Please note that the “normalized” parameter estimates are contained in “kappa_reg” and “kappa_hk” and will need to be aggregated over the first dimension across all non-burn-in draws, which is detailed as follow:

For most users, the only parameters of interest are the posterior means for kappa_hk and kappa_reg. Of course, you are welcome to compute the posterior summary statistics by yourself based on the MCMC draws. However, as the data structure is rather convoluted, we provide along with the MetaNorm function additional parameters to only return the parameters of interest. To enable this mode of inference, simply set all_draws=FALSE and provide some basic information on how many sample are for burn in and how to thin the MCMC draws.

output = MetaNorm(dat=dat, M=5000, all_draws=FALSE, burn_in=1000, thin=2)

By setting burn_in=1000, we are telling the algorithm to discard the first 1000 samples when computing the summary statistics. thin=2 tells the algorithm to only collect every other sample to reduce auto-correlation.

If you are curious about how we summarized the MCMC draws for kappa_hk and kappa_reg or you simply want to try it yourself, this is how we arrived at the summary statistics you see.

Starting from the posterior sample list: draw, we first discard burnt in samples and thin the rest of the draws.

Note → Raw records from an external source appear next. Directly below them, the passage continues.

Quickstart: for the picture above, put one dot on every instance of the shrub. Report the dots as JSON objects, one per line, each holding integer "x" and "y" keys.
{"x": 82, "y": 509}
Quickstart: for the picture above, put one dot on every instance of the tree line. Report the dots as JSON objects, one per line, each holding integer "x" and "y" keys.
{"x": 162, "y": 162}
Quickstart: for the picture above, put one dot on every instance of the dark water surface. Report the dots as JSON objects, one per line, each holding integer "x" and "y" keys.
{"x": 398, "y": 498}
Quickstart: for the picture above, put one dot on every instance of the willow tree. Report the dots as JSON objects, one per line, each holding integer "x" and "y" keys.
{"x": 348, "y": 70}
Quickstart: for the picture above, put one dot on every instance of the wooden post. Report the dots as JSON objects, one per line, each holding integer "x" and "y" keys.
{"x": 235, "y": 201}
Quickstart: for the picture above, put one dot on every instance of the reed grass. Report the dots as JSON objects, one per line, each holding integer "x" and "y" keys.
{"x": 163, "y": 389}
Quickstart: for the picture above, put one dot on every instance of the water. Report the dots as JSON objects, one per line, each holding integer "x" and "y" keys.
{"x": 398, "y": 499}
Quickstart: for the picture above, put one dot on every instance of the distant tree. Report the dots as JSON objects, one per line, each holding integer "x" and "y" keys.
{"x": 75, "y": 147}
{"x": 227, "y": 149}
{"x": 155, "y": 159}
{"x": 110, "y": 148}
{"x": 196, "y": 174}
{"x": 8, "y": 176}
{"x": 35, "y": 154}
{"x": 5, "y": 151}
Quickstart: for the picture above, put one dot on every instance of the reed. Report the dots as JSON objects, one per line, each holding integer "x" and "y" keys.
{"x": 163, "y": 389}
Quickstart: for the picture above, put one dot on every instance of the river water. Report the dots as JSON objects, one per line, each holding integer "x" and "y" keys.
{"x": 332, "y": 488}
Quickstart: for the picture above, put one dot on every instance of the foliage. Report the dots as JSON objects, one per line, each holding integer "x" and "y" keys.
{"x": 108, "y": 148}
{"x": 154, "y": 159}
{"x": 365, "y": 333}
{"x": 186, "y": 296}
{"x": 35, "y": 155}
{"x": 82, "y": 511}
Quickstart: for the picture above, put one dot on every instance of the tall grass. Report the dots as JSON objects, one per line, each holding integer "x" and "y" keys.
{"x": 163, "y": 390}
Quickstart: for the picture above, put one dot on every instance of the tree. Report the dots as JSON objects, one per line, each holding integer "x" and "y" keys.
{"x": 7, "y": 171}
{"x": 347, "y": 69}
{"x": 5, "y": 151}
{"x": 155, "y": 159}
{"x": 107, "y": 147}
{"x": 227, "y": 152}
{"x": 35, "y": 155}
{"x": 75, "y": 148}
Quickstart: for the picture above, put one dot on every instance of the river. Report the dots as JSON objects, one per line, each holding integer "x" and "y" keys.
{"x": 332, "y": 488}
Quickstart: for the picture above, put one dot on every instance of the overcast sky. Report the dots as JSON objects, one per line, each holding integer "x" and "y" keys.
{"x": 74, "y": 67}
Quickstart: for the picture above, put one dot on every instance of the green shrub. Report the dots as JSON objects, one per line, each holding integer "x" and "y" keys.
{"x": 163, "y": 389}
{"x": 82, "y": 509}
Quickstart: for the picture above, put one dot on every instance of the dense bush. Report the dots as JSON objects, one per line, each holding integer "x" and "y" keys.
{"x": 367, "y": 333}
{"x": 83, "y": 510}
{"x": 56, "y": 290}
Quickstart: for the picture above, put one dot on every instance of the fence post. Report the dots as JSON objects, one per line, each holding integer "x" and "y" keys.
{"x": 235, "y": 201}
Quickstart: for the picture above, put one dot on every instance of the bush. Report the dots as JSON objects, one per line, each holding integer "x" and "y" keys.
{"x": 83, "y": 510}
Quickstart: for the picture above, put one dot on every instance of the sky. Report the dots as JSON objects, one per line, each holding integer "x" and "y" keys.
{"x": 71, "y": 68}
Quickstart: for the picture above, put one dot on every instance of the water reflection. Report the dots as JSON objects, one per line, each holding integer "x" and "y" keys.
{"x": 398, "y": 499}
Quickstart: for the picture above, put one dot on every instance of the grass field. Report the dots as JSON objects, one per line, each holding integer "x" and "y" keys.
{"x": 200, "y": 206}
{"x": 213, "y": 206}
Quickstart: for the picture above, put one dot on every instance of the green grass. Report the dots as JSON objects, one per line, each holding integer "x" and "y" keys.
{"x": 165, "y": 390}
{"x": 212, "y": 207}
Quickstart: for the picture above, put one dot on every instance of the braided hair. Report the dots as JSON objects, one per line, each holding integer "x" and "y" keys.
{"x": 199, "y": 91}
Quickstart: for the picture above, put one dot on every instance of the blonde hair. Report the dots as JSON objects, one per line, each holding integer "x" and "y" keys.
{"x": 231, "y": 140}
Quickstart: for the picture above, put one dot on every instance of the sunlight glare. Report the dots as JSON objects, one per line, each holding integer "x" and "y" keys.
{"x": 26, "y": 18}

draws <- seq(burn_in+1, M, by=thin)

To compute the summary statistics

kappa_reg_stat <- apply(draw$kappa_reg[draws,,],c(2,3),mean)
kappa_hk_stat <- apply(draw$kappa_hk[draws,,],c(2,3),mean)

Low Memory Mode

Currently, due to the design of the algorithm, even if we are only returning the posterior means, we still store all the MCMC sample draws internally. This would consume lots of memory space which would be a serious issue if we are working with a large dataset. To alleviate the issue, we provide a function: MetaNorm_LowMemory that will only keep the most recent MCMC draws for all parameters except for global parameters. Along with the posterior samples for global parameters, we will also compute the summary statistics for kappa_hk and kappa_reg. To use this function, run the following code

data("normalization_data")
output = MetaNorm_LowMemory(dat=dat,  M=5000, burn_in = 1000, thin=2)

The output is a list containing two items: GlobalParameters_Draws (all draws for mu_a, mu_b, sig2_a, sig2_b) and Posterior_estimates (list of kappa_hk, kappa_reg posterior estimates).